American Patriot missile: On 25 February 1991, during the Gulf War, an American Patriot missile battery in Dharan, Saudi Arabia, failed to intercept an incoming Iraqi Scud missile. The Scud struck an American Army barracks and killed 28 soldiers. A report of the General Accounting office, GAO/IMTEC-92-26, entitled Patriot Missile Defense: Software Problem Led to System Failure at Dhahran, Saudi Arabia reported on the cause of the failure. It turns out that the cause was an inaccurate calculation of the time since boot due to computer arithmetic errors. Specifically, the time in tenths of second as measured by the system's internal clock was multiplied by 1/10 to produce the time in seconds. This calculation was performed using a 24-bit fixed point register. In particular, the value 1/10, which has a non-terminating binary expansion, was chopped at 24 bits after the radix point.
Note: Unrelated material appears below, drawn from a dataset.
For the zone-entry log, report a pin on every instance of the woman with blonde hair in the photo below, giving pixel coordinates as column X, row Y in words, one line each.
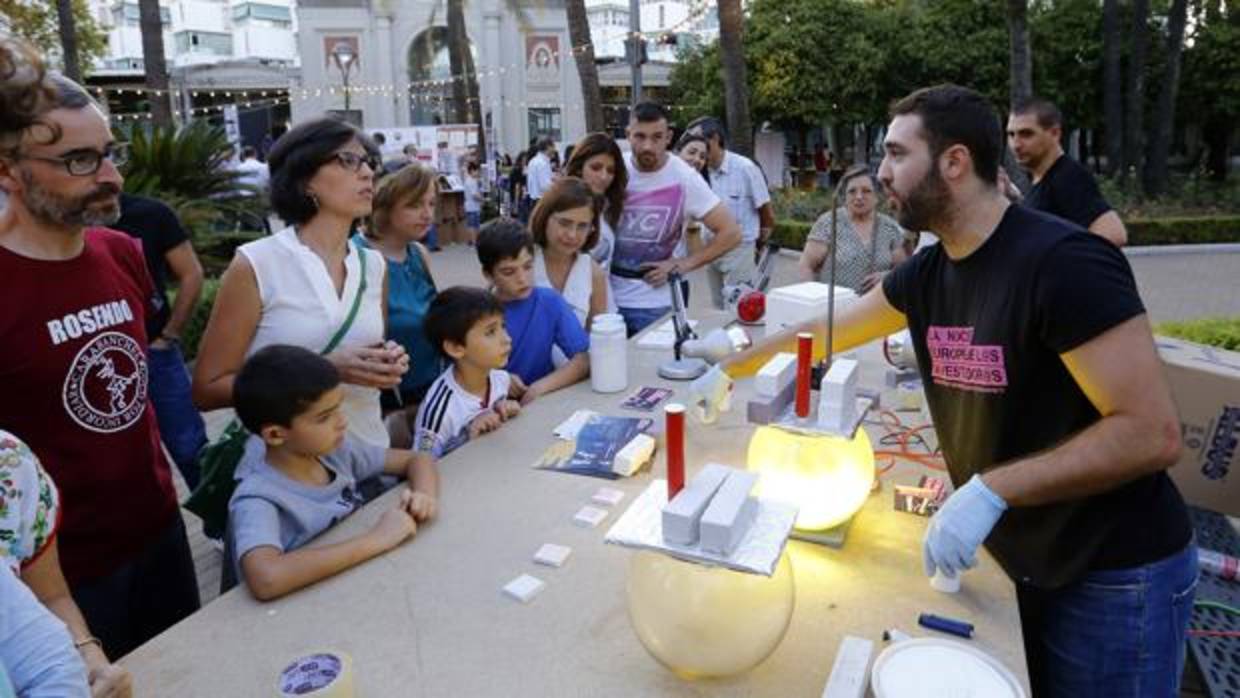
column 871, row 243
column 402, row 213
The small chopping error, when multiplied by the large number giving the time in tenths of a second, led to a significant error. Indeed, the Patriot battery had been up around 100 hours, and an easy calculation shows that the resulting time error due to the magnified chopping error was about 0.34 seconds. Multiplying by the number of tenths of a second in $100$ hours gives $0.000000095\times 100\times 60\times 60\times 10=0.34$). A Scud travels at about 1676 meters per second, and so travels more than half a kilometer in this time. This was far enough that the incoming Scud was outside the "range gate" that the Patriot tracked. Ironically, the fact that the bad time calculation had been improved in some parts of the code, but not all, contributed to the problem, since it meant that the inaccuracies did not cancel.